Molotov Man freezes Arauz’s movement, framing an act of violence he is about to commit. His facial expression is self-explanatory, and his semi-civilian clothing tell us he is part of the opposition. All of this visual information also gives us an idea as to who he is about to throw the Molotov to. And it is exactly these “external” details that accentuate the confusion surrounding Bilici’s images from the Karlov assassination. We expect Arauz to throw a Molotov, but for Karlov’s assailant, the external qualities by which we choose to define him are a mix of  “clean cut” and “elegantly dressed”. These definitions in turn, determine our own level of surprise. And, inescapably, we romanticize, “he looks just like James Bond in that frame.” Now that is the blurry line between reality and fiction, which Lesser talks about.

As Molotov Man turns into an icon, it starts popping up as illustrations and a much controversial oil painting. During its journey which starts off as possibly an archival image for a photojournalist/documentary photographer, it slowly evolves into art and while doing that its context slowly starts to disappear.

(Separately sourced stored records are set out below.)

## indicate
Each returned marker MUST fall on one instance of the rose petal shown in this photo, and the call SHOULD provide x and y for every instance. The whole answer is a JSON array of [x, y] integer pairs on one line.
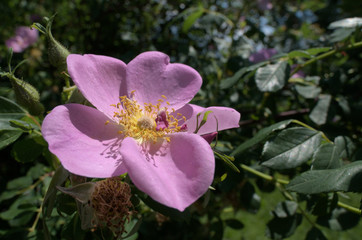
[[151, 75], [99, 78], [226, 118], [85, 146], [175, 174]]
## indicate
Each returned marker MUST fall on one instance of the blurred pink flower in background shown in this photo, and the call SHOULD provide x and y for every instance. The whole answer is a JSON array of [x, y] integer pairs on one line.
[[264, 5], [262, 55], [24, 37]]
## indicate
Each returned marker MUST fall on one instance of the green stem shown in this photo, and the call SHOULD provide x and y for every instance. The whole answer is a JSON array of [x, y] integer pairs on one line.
[[325, 55], [32, 229]]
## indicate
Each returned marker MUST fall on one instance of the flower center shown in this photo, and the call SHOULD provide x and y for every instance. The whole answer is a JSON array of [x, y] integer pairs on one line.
[[147, 122]]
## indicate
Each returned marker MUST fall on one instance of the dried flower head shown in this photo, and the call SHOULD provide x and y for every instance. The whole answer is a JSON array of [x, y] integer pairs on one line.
[[112, 205]]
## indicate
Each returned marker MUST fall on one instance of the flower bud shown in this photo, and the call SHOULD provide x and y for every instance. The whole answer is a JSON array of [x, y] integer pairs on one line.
[[111, 202], [26, 95], [56, 51]]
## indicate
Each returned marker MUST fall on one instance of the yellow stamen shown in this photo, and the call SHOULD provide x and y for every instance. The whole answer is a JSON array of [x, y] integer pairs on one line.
[[139, 122]]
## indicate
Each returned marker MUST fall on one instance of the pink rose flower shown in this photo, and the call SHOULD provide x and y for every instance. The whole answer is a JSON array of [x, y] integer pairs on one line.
[[264, 5], [142, 124], [262, 55], [24, 37]]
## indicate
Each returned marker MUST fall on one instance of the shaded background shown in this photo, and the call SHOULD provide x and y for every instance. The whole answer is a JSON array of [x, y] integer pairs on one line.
[[217, 38]]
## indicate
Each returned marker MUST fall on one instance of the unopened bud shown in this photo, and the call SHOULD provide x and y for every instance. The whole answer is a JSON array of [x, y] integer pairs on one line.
[[56, 51], [27, 96]]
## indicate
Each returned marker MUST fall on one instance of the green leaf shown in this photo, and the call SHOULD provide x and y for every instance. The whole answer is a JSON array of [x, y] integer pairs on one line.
[[272, 77], [345, 146], [27, 150], [167, 211], [322, 204], [36, 171], [315, 51], [249, 199], [9, 110], [339, 220], [19, 183], [280, 228], [320, 111], [347, 178], [234, 223], [229, 82], [341, 34], [346, 23], [8, 137], [27, 96], [299, 53], [23, 125], [82, 192], [290, 148], [260, 136], [309, 92], [315, 234], [327, 156], [72, 229], [285, 209], [20, 206], [191, 19], [66, 204], [60, 176]]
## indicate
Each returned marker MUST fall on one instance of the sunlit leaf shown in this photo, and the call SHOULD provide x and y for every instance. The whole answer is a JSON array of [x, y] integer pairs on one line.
[[8, 137], [280, 228], [320, 111], [290, 148], [309, 92], [299, 53], [315, 51], [260, 136], [27, 150], [272, 77], [327, 156], [347, 178], [285, 209], [315, 234], [346, 23], [345, 146]]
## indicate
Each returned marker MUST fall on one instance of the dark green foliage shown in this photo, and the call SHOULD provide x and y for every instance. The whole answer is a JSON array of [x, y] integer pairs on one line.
[[287, 172]]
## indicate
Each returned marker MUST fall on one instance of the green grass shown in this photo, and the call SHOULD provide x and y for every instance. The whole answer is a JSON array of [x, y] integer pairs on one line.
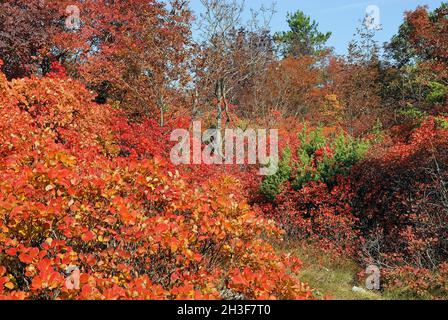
[[330, 276]]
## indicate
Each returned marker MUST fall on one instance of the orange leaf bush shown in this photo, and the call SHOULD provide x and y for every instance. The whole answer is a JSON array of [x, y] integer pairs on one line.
[[75, 193]]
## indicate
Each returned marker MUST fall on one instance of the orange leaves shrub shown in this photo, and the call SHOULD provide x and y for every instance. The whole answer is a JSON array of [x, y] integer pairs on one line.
[[76, 191]]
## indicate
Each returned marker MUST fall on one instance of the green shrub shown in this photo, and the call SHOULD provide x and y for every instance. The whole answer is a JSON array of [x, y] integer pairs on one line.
[[271, 185], [320, 158]]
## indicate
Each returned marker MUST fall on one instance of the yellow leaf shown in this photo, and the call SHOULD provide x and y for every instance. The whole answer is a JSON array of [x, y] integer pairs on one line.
[[9, 285]]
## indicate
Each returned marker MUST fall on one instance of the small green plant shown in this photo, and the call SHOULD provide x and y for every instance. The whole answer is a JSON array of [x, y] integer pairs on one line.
[[438, 93], [412, 113], [322, 158], [271, 185]]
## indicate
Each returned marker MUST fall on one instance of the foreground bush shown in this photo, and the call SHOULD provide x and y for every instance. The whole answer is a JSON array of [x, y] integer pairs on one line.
[[76, 191]]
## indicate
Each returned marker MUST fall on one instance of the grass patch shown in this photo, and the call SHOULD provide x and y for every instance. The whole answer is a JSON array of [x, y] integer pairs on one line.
[[329, 276]]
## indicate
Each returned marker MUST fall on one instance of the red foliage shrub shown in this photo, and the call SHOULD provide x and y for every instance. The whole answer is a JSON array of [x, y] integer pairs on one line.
[[76, 191], [401, 202]]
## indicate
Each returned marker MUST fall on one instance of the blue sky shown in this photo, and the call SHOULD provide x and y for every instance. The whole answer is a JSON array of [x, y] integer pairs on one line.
[[339, 16]]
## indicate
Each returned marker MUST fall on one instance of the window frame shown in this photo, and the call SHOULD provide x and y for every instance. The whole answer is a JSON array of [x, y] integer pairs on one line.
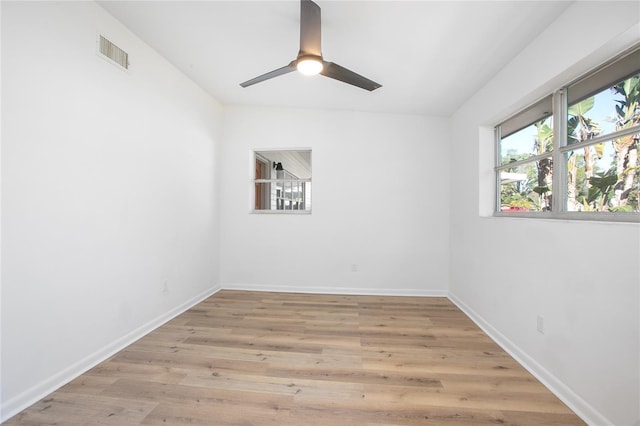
[[588, 85], [257, 155]]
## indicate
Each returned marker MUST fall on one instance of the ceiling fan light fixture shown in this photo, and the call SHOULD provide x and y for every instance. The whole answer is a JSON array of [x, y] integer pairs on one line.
[[309, 65]]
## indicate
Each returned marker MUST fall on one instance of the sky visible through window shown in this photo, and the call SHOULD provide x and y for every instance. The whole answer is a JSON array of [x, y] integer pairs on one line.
[[522, 143]]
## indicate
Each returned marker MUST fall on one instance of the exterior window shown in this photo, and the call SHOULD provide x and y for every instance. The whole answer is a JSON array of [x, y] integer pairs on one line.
[[588, 132], [282, 181]]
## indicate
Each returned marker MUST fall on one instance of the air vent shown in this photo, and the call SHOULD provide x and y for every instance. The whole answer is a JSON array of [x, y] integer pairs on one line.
[[114, 53]]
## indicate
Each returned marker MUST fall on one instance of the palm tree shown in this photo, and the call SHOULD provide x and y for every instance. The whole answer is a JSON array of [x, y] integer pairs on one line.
[[626, 147], [580, 128]]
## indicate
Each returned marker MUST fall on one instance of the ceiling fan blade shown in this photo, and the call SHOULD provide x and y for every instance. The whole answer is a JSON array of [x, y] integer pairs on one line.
[[340, 73], [310, 35], [271, 74]]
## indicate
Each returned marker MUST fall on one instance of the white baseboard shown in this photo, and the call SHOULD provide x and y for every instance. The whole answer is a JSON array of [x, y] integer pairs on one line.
[[337, 290], [583, 409], [29, 397]]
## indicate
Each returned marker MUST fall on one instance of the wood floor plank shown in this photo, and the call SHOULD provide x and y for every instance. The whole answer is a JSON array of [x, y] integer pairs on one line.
[[258, 358]]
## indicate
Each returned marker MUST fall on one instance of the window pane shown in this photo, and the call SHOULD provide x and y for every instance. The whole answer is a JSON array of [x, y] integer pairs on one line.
[[532, 140], [526, 188], [612, 109], [263, 196], [285, 171], [604, 177]]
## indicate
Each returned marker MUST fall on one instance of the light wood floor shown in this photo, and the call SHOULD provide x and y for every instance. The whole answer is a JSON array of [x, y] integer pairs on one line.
[[251, 358]]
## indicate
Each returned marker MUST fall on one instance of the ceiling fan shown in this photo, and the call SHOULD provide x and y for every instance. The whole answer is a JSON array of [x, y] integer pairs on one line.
[[310, 60]]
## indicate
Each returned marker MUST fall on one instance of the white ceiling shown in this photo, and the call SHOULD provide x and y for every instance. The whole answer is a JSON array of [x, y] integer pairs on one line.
[[430, 56]]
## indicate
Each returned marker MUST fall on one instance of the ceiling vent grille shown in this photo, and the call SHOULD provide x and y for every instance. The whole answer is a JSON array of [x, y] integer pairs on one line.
[[114, 53]]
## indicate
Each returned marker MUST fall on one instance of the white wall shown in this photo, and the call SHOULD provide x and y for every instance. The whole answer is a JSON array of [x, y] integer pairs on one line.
[[380, 201], [582, 277], [109, 203]]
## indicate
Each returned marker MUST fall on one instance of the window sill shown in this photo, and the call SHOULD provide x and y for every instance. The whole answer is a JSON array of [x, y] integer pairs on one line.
[[280, 212], [577, 216]]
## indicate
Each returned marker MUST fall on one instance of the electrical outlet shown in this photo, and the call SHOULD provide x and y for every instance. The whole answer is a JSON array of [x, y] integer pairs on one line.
[[540, 324]]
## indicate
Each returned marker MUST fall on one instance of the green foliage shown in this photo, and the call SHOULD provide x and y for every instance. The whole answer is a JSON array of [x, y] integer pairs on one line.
[[601, 190]]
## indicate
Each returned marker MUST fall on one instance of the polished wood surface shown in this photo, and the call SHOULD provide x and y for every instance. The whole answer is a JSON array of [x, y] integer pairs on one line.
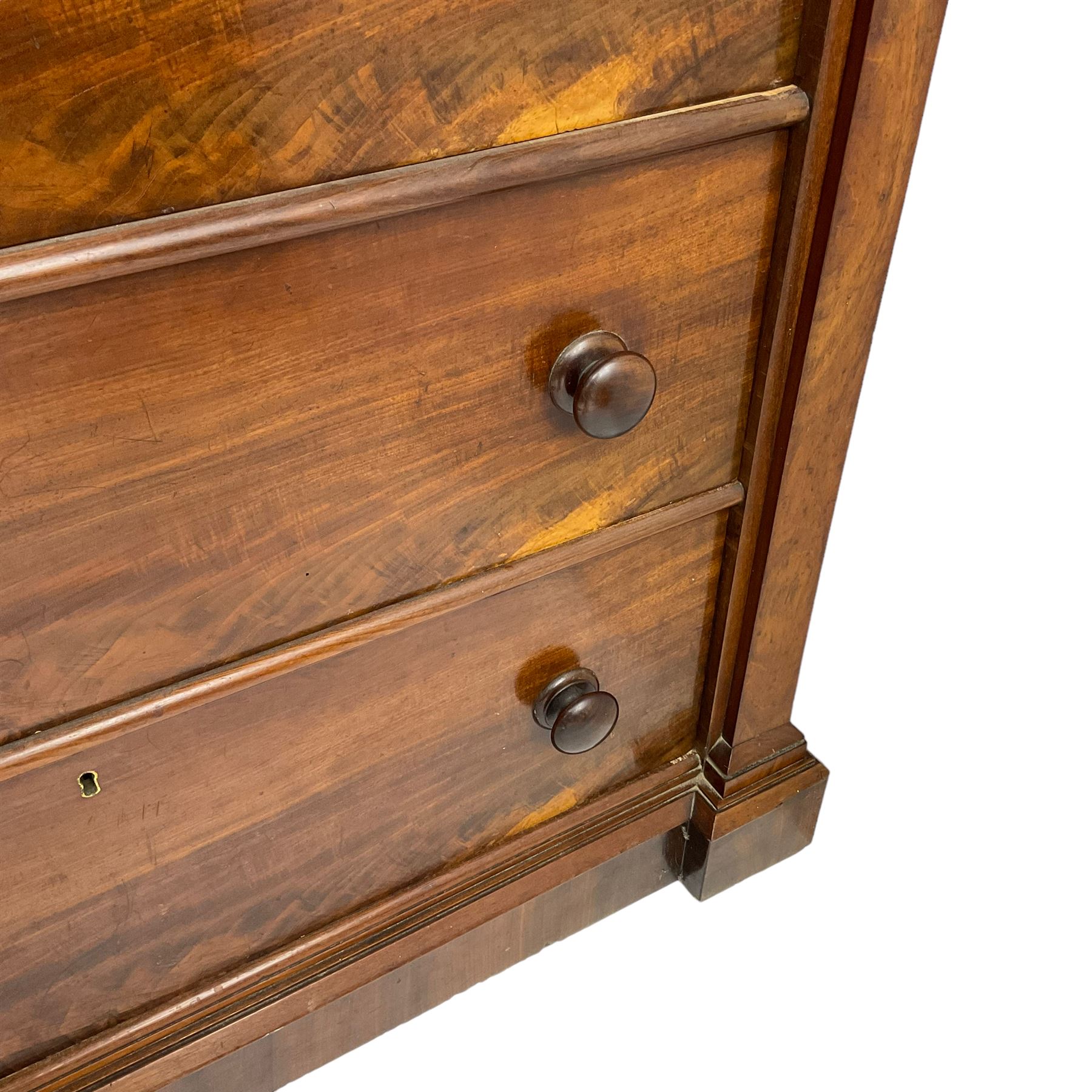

Possibly the most agonizing and much talked about stage of this inevitable evolution is when a New York based artist Joy Garnett turns the image which Meiselas produced, into an oil painting and includes it in her solo exhibition titled Riot. Garnett’s inclusion of Molotov Man in her exhibit as one of her paintings opens space up for arguments on release (permission)copyright and most importantly, context. The sides to the controversy, Garnett and Meiselas, over the long run, pen an article in 2007 for Harper’s Magazine’s February issue. In this rare “face off”, Meiselas accuses Garnett of taking Molotov Man out of context through isolation and minimization. According to her argument, this image has a meaning only within its own context and she believes that Garnett’s rendition of it is yet another step to lose Arauz, in his identity as the Molotov Man, in the chaos we call pop-culture.

Meiselas ascertains that none of the images in the Riot exhibit, including the painting of Molotov Man by Garnett, imply “resistance” or “riot”. By saying that she means to tell us of a deeper narrative: Molotov Man, while within context, documents the end of a dictatorship. Meaning, he is not just any Molotov throwing guy, at any given time of any odd protest. She tells us that in the photograph, Arauz, being part of the anti-Samoza camp, is about to throw the Molotov cocktail he is holding to one of the last national guard garrisons controlled by the Somoza regime.

Responsibility towards the subject

Garnett on the other hand defends that each instance of taking Molotov Man out of context contributes to it becoming universal. In support of her argument, she refers to a question a blogger named “nmazca” poses her over the internet: “who owns the rights to this man’s (Arauz’s) struggle?”

In sum, for us photojournalists context precedes everything else. And despite the hails among the audience for Caravaggio or James Bond, for the photos of the Karlov assassination the context is clear: there stands an armed assailant, and the immediate aftermath of a planned murder. This is not a movie, or a play staged for the theater. The photographer holds responsibility towards the subject, and the most important question that needs to be asked is “who owns the rights to the attack which costed Karlov his life?”